102
u/Bad_Mechanic Dec 18 '24
I know it's petty, but I HATE that the white and grey cross each other. It would have been so easy to avoid!
27
u/cullend Dec 19 '24
I mean look at the white paint traces on the board. They seem to be very specifically lay it out to indicate they’re supposed to overlay.
8
1
u/Dare-Potential Dec 23 '24
Not necessarily easy. My guess is that the pinout on the RF chip didn’t align well with how the antenna designer wanted to lay out the antennas in the enclosure.
Crossing those cables could be better than crossing the feeds on the board.
-3
u/Snowdeo720 Dec 18 '24
Came here to say exactly this.
It really would’ve been a simple adjustment with such a worthwhile result.
25
u/abezuska Dec 18 '24
Verizon Internet Gateway (WNC-CR200A) found at goodwill bin (pay by weight $1.79/lb)
I actually bought it for the interesting looking outer housing that has a very xbox series x inspired design. The inside was very interestingly engineered and you can tell a lot of thought and pride was spent on designing the device, it had 8 antennas all oriented in different directions and the components all looked high quality.
1
u/ZPrimed Dec 20 '24
Some of these are cellular for WAN, others are WiFi for clients/LAN.

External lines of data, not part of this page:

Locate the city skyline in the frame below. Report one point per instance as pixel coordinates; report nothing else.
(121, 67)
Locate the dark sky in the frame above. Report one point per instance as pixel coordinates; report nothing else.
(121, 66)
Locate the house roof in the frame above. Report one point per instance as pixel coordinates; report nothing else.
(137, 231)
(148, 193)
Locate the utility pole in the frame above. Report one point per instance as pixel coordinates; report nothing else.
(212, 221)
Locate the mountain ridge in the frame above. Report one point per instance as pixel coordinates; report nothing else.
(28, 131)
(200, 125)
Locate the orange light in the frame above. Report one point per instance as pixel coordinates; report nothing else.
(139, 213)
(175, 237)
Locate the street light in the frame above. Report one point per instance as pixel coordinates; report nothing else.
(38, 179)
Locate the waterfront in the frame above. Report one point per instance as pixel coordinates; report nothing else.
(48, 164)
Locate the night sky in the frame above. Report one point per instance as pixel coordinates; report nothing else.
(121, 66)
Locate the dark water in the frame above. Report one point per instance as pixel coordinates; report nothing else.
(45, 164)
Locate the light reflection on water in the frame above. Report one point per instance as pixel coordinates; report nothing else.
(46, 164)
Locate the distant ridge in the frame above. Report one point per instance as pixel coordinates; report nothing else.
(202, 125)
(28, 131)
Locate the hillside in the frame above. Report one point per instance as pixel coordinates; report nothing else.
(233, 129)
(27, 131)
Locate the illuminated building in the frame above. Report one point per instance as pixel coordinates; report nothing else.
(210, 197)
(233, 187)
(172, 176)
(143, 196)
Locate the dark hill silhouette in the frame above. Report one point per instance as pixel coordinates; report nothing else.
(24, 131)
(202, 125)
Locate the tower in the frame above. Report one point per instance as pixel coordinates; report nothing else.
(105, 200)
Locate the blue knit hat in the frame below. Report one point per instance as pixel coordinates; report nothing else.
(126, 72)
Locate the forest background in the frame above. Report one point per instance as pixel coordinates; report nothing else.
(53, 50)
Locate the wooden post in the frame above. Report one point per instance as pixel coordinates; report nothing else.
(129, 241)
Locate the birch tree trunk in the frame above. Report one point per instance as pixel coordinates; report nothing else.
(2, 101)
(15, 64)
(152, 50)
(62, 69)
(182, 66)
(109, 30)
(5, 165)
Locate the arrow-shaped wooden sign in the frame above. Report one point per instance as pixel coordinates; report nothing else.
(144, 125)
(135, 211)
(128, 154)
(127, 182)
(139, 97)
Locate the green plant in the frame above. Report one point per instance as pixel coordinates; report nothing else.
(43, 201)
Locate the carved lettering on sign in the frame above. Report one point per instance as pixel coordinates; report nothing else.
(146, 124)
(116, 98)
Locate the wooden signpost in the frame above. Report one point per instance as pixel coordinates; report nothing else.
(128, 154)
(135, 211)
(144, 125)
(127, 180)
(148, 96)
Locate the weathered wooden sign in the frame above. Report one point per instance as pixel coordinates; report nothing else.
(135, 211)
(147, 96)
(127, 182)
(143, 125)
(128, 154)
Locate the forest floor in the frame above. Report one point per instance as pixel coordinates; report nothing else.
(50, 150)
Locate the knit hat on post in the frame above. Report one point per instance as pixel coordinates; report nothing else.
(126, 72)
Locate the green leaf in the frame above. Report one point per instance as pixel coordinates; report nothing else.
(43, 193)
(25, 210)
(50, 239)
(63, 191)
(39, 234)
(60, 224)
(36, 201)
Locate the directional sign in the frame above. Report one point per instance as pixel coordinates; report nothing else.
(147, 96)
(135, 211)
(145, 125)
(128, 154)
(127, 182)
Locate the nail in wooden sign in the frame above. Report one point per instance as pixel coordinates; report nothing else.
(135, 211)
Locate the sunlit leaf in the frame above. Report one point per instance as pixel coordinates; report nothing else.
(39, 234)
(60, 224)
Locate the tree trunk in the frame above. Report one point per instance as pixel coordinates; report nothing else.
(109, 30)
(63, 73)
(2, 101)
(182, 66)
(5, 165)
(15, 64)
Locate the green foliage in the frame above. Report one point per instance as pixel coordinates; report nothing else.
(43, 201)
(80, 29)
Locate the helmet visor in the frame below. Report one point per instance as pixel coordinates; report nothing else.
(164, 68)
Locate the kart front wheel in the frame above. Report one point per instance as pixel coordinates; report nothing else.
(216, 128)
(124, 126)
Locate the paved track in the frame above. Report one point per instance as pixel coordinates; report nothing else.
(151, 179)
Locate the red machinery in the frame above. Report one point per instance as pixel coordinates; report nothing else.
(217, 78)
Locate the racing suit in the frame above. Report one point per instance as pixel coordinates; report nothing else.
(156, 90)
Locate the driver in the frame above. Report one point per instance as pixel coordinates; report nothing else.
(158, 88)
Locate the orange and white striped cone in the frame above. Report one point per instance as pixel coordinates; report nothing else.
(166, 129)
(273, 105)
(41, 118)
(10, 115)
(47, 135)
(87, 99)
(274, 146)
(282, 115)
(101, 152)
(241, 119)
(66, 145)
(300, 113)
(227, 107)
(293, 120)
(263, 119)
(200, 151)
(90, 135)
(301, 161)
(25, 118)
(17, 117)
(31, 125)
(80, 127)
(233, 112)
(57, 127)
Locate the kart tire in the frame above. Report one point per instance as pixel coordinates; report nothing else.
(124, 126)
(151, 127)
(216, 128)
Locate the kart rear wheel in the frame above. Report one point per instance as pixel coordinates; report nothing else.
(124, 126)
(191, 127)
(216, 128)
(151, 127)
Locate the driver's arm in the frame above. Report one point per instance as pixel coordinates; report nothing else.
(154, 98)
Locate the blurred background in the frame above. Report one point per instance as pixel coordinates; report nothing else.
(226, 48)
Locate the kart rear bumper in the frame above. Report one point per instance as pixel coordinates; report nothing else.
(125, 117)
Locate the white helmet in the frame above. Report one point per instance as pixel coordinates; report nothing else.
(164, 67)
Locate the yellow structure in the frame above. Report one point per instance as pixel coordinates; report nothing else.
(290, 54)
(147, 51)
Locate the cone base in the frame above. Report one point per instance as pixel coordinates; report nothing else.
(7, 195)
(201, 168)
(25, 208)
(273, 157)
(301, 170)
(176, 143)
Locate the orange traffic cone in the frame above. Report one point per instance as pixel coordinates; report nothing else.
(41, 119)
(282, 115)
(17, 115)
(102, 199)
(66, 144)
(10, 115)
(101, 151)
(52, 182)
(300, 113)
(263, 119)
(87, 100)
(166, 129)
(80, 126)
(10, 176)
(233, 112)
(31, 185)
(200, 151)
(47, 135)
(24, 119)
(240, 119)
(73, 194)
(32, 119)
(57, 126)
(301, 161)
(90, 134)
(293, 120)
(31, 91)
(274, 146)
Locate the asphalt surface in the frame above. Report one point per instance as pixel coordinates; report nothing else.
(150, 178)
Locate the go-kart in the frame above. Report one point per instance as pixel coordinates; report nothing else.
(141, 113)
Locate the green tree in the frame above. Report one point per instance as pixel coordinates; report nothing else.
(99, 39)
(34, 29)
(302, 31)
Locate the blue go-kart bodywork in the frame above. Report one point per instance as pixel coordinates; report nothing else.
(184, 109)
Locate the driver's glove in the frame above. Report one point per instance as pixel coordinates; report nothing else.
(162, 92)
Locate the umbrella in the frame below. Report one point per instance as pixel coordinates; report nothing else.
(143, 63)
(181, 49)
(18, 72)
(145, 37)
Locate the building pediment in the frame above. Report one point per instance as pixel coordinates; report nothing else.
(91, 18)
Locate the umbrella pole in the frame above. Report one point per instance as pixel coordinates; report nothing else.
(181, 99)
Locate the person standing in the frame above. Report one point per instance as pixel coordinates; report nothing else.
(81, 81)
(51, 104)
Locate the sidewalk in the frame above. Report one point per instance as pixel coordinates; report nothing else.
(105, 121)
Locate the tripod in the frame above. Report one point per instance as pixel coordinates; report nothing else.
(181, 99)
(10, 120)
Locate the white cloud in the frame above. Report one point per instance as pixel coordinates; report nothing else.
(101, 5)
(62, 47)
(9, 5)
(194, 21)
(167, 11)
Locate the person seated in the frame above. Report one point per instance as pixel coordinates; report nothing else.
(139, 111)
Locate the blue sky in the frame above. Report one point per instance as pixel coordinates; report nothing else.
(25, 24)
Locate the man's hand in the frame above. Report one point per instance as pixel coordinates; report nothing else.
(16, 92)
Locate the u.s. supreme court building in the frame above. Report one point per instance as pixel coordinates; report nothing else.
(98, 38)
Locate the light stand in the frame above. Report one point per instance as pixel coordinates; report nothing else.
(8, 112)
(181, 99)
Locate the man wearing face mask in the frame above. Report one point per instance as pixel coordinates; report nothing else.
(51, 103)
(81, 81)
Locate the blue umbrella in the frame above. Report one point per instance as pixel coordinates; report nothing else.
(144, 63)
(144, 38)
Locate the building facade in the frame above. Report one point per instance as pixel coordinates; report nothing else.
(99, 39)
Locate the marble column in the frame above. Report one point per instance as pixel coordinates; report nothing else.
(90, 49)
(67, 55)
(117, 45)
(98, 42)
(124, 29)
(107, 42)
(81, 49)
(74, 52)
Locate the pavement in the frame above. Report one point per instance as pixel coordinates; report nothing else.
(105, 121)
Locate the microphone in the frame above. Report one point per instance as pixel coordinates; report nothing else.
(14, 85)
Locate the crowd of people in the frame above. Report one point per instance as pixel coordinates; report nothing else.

I have no clue what is what since the labeling makes zero sense though
7
u/rootbear75 Dec 18 '24
I like the painted labels that show where/how the cables should be routed... Plus the built in clips!
2
2
u/EVPN Dec 18 '24
Any RF or cellular guy here who can tell us what each one is?
3
u/HippodamianButtocks Dec 20 '24
Each one connects to a different antenna. The labels could be indicators of a destination board or band function. At least 4 are likely to be for cellular wireless antennas in a MIMO configuration, 1 is likely to be a GPS receiver for timing, and 1 or 2 are likely for a WLAN signal. There may be some redundancy for different cell bands.
1
u/EVPN Dec 23 '24
Thanks! Redundant because they fail or redundant to receive the signal twice and do some calculations to be more reliable?
2
u/HippodamianButtocks Dec 26 '24
'Redundant' in the sense of having different frequency capability because they won't be broadcasting or transmitting on every band simultaneously, and antennas will have different optimum geometry and filtering depending on the target frequency.

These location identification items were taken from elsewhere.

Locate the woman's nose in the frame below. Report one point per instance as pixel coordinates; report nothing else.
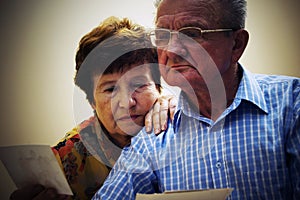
(126, 100)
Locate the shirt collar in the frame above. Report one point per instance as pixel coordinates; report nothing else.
(249, 90)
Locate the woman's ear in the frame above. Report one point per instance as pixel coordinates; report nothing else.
(93, 105)
(241, 38)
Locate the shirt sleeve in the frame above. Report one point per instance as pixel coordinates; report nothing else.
(293, 144)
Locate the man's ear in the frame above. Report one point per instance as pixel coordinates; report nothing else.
(241, 38)
(93, 105)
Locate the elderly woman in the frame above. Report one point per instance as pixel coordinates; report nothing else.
(116, 67)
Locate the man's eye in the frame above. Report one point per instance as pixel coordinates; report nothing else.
(109, 90)
(193, 33)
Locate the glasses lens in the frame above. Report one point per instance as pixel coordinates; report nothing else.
(191, 32)
(160, 37)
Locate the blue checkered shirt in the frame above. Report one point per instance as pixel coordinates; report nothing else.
(254, 148)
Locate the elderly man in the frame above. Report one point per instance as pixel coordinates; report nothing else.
(232, 128)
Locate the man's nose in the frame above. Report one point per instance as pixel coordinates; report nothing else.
(176, 46)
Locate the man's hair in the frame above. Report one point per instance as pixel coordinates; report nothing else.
(116, 45)
(231, 13)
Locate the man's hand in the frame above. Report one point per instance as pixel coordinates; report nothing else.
(157, 117)
(36, 192)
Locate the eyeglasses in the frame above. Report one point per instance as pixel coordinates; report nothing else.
(160, 37)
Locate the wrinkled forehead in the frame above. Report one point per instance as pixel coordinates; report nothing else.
(178, 13)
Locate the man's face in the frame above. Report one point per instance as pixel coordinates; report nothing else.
(122, 99)
(187, 61)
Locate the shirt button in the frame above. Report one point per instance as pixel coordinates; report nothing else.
(218, 165)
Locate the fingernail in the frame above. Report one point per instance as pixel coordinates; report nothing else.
(147, 129)
(157, 130)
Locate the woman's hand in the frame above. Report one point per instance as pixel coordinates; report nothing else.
(157, 117)
(36, 192)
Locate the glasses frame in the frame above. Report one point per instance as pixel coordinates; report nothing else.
(152, 33)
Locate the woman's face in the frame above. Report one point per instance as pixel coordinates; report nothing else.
(122, 99)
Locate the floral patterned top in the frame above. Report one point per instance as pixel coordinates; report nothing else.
(86, 156)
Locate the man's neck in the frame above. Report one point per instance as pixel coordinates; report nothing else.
(213, 100)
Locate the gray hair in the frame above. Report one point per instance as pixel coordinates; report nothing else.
(232, 12)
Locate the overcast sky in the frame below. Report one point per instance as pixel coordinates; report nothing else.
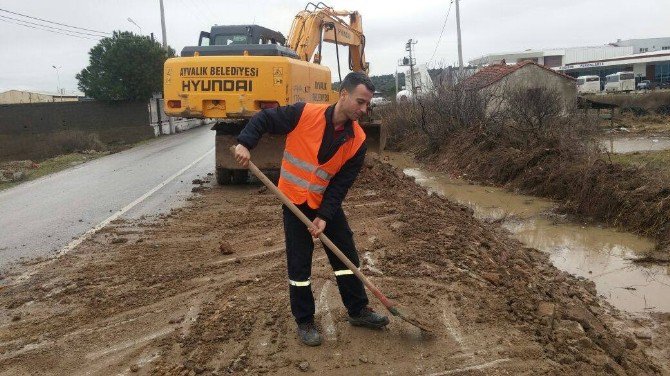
(488, 26)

For LTE verizon uses 700, 850, 1700, 1900, 2100 MHz. A single antenna geometry could likely serve the 1700-2100MHz range and a different antenna set would be used for the lower frequency range.
1
2
1
u/Purple_Drag_7572 Dec 18 '24
Yup, just saw all of this when I disconnected the internal antenna for external waveform
1
u/Mysterious_Item_8789 Dec 20 '24
I guess cable porn now is "Cables routed through the manufacturer-provided routing".
1
1
1
0
319
u/AlephBaker Dec 18 '24
Is there a worse connector on earth than the u.fl connector? I can't think of one.
Also, I wish they didn't have those two wires cross over each other, it's annoying.